With thousands of people dying and being murdered every day, this is the only article I have worked on that has this type of "information." And I monitor over a thousand articles.
Also, it is extremely possible that inmates have experienced violence at each others hands, and, in the old days, at the hands of guards as well. Do we number them? I suspect far more inmates than guards BTW.
We're going through another spate of memorials again. We've already had a third opinion. It will be necessary to escalate if the editor persists in re-adding these names. Please stop.
Student7 (
talk)
20:19, 8 April 2009 (UTC)reply
The editor contacted me on my discussion page and pointed out that the proscription against "friends and relatives" didn't apply since the people commemorated didn't fall into those two categories. Actually, the intent was to remove all people that are
WP:NN from Wikipedia. It is an encyclopedia not a memorial or a blog. There are other sites for that. I've been told that there is one on facebook and a completely separate wiki for memorials. That is where they belong.
The articles on Corrections have been little read, the reason this has persisted for this long. I've pointed out the problem to the admins and edited a few articles. I've suggested language changes to the policy to avoid confusion in the future.

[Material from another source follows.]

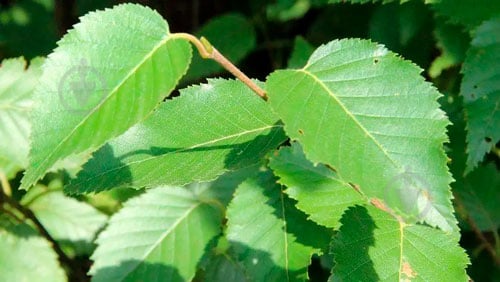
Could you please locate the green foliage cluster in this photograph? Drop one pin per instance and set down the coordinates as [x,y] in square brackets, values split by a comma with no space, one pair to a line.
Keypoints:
[121,160]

In the best of all possible worlds they will write a bot to edit the Corrections articles back the way they should be. But I suspect we will have to do it all by hand and endlessly argue over a policy that everyone else beyond this category article understands completely. Sorry about the misunderstanding.
Student7 (
talk)
12:08, 9 April 2009 (UTC)reply
Just fixed them myself. The larger states, of course, had none since it would have taken a whole new article! Kind of begs the question.

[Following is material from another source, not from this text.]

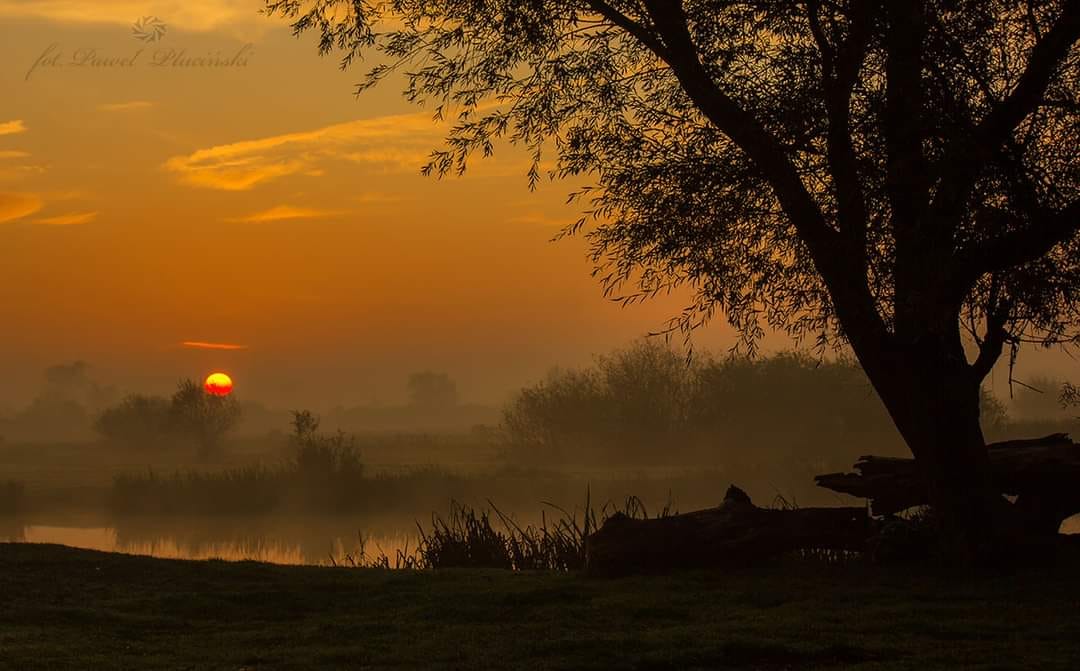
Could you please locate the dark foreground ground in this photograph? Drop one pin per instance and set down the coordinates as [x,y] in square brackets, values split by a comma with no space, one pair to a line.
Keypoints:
[66,608]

They settled this a long time ago with the victims of 9/11 when they decided not to mention them in here. Some editors got quite excited about that at the time.

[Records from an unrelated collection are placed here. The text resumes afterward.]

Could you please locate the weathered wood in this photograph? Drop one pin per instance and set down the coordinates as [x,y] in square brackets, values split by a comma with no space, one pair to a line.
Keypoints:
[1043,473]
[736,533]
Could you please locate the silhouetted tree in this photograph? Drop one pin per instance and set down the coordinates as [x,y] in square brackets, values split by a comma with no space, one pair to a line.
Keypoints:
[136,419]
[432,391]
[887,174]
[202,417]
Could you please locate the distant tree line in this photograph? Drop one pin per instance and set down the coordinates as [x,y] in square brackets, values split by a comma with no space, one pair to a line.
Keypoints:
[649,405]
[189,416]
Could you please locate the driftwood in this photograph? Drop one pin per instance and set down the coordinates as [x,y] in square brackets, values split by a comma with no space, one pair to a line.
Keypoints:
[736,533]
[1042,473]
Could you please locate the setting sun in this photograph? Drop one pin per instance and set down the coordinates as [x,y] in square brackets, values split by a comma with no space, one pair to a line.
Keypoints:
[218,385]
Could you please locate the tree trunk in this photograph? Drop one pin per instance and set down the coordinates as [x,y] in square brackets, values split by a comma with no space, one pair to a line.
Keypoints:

Some editor set up format in one DOC article and it was copied to other article with the names from a nationwide database. Maybe just one or two editors doing them all.
Student7 (
talk)
12:41, 9 April 2009 (UTC)reply
We've been talking about such lists. I suppose these should go into a separate list/article someplace and be, in turn, linked to by other "human services/vt state" articles? Too long for specfic articles, which, I presume, is why the editor placed them here instead.